Eğer muhafazakar bir hükümetiniz varsa bu tabii ki kamu yayıncılığınızı etkiler. Sol hükümet olsa da etkiler. Ancak eğer hükümetin etkisi çok fazla olursa o zaman bu tartışma yaratır. Sağlıklı bir tartışma bu.
Söz konusu yüzleşme ve özelde Ermeni soykırımı ile yüzleşme olduğunda Türkiye’deki tartışma ortamını nasıl buluyorsunuz?
FS: Benim kanaatim, Türkiye’de tartışma artık çok daha açık bir şekilde yapılıyor. Çok daha canlı bir kamusal tartışma söz konusu.
Evet bir tarih komisyonu oluşturulmalı.
Ancak bu komisyon kurulurken Türkiyeli ve Ermenistanlı temsilcilerin eşit koşullarda katılımı garanti edilmelidir. Bu yapılırsa herkes tarafından desteklenecektir. Ancak Ermenistan tarafı bunu istemiyor.
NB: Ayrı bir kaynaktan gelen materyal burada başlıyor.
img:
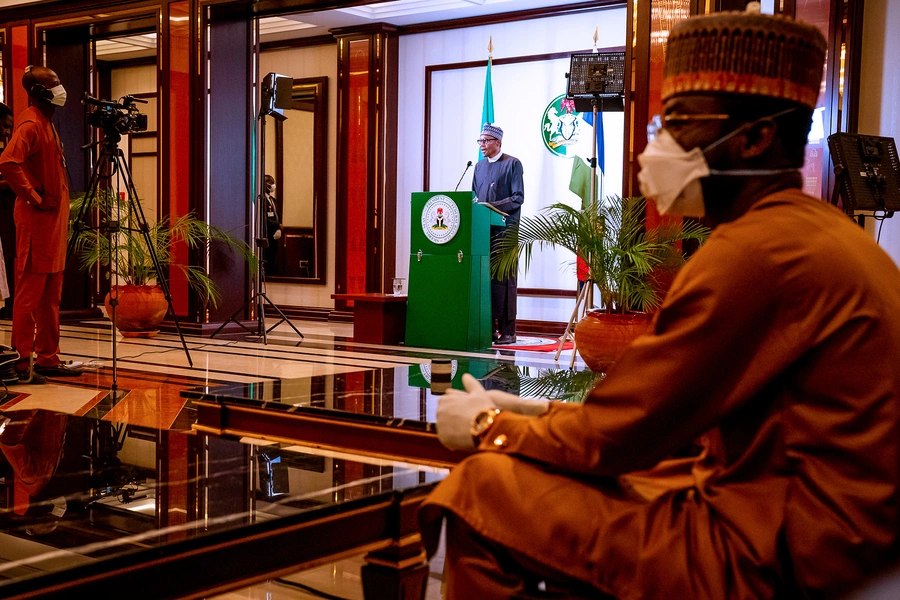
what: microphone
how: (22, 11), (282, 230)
(453, 160), (472, 192)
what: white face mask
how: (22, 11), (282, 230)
(638, 108), (797, 218)
(638, 129), (709, 217)
(50, 84), (66, 106)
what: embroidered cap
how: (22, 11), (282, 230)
(662, 12), (827, 108)
(481, 123), (503, 140)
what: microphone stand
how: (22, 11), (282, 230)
(453, 160), (472, 192)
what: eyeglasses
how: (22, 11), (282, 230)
(647, 113), (731, 142)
Tartışma sürekli suçlama ve karşı suçlamalarla işliyor. Bence “ “soykırım” sözcüğünden ziyade, neler olduğuna ve Türkiye’nin sorumluluğuna odaklanılmalı.
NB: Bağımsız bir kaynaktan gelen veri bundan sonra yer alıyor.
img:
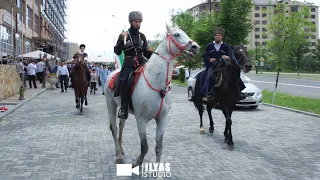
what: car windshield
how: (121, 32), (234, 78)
(240, 72), (250, 83)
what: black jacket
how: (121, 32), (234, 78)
(114, 28), (152, 65)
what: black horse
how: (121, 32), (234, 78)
(194, 46), (252, 149)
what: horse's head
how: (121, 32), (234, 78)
(232, 45), (252, 73)
(166, 24), (200, 56)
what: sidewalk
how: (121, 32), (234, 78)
(0, 81), (50, 120)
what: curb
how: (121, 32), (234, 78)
(0, 88), (48, 119)
(262, 103), (320, 118)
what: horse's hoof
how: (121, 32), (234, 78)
(209, 127), (214, 134)
(116, 159), (124, 164)
(228, 144), (234, 151)
(200, 128), (206, 134)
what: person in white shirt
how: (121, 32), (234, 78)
(57, 62), (69, 92)
(90, 69), (98, 94)
(27, 60), (37, 88)
(17, 59), (24, 81)
(37, 59), (46, 83)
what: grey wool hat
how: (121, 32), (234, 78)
(129, 11), (143, 22)
(213, 27), (225, 36)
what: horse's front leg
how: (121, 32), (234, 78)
(132, 117), (149, 168)
(118, 119), (126, 154)
(222, 107), (234, 150)
(207, 104), (214, 134)
(76, 97), (80, 109)
(155, 114), (168, 163)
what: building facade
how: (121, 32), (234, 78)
(66, 42), (80, 59)
(189, 0), (319, 49)
(0, 0), (66, 57)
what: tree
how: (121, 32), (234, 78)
(171, 10), (197, 76)
(267, 2), (315, 104)
(217, 0), (253, 45)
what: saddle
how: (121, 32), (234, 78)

AG: Tartışma “soykırım” sözcüğüne çok fazla odaklanılmış durumda. Osya Türkiye’de temel problem, tarihin tüm başarı ve başarısızlıklarıyla eleştirel bir şekilde tartışılmaması. Milliyetçilik sadece Türkiye’ye özgü bir durum değil.
Ama, mesela, Trabzon’da Sümela Manastırı’na gidiyorsunuz. Girişteki levhada manastırın yüzyıllar boyunca aktif olduğu ama 1926’da ibadete kapandığı yazıyor. Tamam ama neden? Bana bir sebep verin. Ama yok. Azınlıklara yönelik tüm bu faaliyetler cumhuriyetin kuruluşunda sona eriyor. Ama nedenlerine ve sonuçlarına ilişkin eleştirel bir tartışma yürütülmüyor.
Bu nedenle, sadece soykırım sözcüğünün kullanımını tartışmak yanında kendi geçmişine dair tabuları sorgulayabilmeyi ve açık biçimde tartışmayı daha önemli buluyorum. (EA)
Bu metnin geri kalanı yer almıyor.